Spring Bouquets 2020

Updated: Aug 21, 2021




Every week when we pick flowers and go into the shed to begin to design the bouquets I wonder what will come out for our customers. I never know, because the flowers decide for me what the bouquet will look like. It's a wonderful creative process that I enjoy every time I stand in front of the buckets of flowers and begin to arrange.




Our table stands in front of the open doors of the old shed up on the hill which stands over the river and out to the Blue Ridge mountains nearby and the view is as lovely as the flowers. Often one of the cats will join us to see what we are up to. This spring we had a little Carolina wren nesting on one of the shelves and so we saw her come and go for over a month as she sat on the nest and then hatched and trained her babies to fly. They were such an adorable little family and this was her second year in that nest. She is perfectly protected inside a closed building and is able to fly in and out of a broken window on the back wall. We obviously can't fix that broken window.


The many bulbs we planted in the fall allowed for wonderful bouquets and the mild winter produced absolutely amazing hellebores. We were able to use them as filler for our bouquets for many weeks, which was the most wonderful surprise. Next year, if the weather is good, we should have even more as our hellebore plantings mature. We get our hellebores from two sources: Sunshine Farms, owned by the amazing Barry Glick who has been to our farm a couple of times and whose hellebore beds high on a mountain in West Virginia are an incredible sight, and Walters Gardens.

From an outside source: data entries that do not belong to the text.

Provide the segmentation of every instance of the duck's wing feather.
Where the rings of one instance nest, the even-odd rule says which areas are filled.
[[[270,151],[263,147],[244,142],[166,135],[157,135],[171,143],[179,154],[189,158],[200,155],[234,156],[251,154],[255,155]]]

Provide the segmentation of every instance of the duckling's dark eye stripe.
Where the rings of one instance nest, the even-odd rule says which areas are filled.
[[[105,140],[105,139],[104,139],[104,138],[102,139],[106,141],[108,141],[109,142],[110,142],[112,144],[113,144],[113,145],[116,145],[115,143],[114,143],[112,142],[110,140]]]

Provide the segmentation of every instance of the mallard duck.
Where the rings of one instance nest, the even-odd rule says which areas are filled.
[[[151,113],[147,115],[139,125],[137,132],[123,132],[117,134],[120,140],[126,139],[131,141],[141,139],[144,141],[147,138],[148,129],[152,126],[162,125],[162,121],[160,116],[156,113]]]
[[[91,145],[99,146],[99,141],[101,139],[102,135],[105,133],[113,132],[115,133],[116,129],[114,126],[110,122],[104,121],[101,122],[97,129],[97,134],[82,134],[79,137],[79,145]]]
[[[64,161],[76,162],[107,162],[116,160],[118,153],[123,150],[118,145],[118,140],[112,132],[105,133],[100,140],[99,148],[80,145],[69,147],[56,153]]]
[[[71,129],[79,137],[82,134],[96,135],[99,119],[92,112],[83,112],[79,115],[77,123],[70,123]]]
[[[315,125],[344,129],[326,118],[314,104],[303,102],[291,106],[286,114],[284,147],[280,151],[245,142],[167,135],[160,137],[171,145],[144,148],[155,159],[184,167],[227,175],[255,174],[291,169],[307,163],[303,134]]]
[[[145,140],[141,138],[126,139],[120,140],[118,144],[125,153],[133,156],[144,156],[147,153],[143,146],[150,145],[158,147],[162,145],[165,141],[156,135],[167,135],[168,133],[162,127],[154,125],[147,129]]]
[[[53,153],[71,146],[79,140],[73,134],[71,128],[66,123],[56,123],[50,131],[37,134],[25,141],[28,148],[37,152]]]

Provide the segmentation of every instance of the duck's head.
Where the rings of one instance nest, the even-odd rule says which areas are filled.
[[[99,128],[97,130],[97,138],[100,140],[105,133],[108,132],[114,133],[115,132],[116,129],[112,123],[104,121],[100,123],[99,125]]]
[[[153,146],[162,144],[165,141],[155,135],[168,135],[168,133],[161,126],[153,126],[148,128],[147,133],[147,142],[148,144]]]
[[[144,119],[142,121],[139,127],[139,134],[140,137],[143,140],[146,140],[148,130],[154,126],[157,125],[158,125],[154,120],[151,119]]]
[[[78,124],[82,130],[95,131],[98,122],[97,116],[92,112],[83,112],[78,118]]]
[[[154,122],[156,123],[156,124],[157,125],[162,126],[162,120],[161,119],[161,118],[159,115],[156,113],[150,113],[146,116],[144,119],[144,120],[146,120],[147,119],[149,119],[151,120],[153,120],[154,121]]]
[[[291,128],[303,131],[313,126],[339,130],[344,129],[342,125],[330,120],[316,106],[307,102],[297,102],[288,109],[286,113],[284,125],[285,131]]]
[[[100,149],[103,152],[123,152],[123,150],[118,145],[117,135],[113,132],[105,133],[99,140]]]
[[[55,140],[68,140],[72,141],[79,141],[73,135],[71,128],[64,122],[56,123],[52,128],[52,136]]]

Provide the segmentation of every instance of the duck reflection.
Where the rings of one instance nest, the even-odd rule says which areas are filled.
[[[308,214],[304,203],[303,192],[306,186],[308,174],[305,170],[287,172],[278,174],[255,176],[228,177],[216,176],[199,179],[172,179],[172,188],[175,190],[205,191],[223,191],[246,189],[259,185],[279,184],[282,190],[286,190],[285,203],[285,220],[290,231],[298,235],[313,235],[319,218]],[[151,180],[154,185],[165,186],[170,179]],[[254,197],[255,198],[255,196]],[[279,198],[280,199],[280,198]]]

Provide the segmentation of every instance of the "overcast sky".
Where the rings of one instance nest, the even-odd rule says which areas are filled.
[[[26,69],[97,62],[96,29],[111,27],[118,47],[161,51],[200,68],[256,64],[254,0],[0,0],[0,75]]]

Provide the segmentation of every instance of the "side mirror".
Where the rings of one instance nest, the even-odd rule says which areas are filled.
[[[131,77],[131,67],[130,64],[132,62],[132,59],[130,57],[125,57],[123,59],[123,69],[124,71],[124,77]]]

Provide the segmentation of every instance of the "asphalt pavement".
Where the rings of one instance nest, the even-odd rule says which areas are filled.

Above are our tulips planted in a raised bed and tulips in crates picked and ready to go into the cooler. With our rocky heavy clay soil we find that raised beds are by far the easiest way to plant a large number of tulips. Some of these tulips were picked when more open then we would usually choose, but on warm spring days they can go from green and closed to open within hours and it's hard to stay ahead of them. We get our tulips and bulbs from a few sources: Ednie bulbs (Gloeckner), ADR, and Brent and Becky's Bulbs. Ednie and ADR require a commercial account, but Brent and Becky's is a retail company in Virginia that has been in business for 120 years and they once supplied the east coast with all of its daffodils. Brent is a sought after speaker who is on the road much of the year talking about bulbs. I heard him speak at a cut flower farmer event in Virginia and he has a wealth of information to share.


Tulips are pulled out of the ground with the bulbs intact which allows them to be stored in the cooler for several weeks and also adds length to the stems. During mild springs this is especially important as tulips tend to bloom with short stems in warm weather. It can be difficult for gardeners to see tulip bulbs yanked out of the ground in this way, but it is a necessity. The bulbs will not produce again because the leaves and stem feed the bulb for the next year and when they are cut off the bulb is deprived of its food.


Its hard to see tulip time end each year. Their fantastic colors and shapes bring incredible beauty to spring and it is hard to imagine this time of year without them. But they are the heralds of things to come--peonies, sweetpeas, and then later all the abundance of summer, ending with the opulence of the dahlias at the end of the season.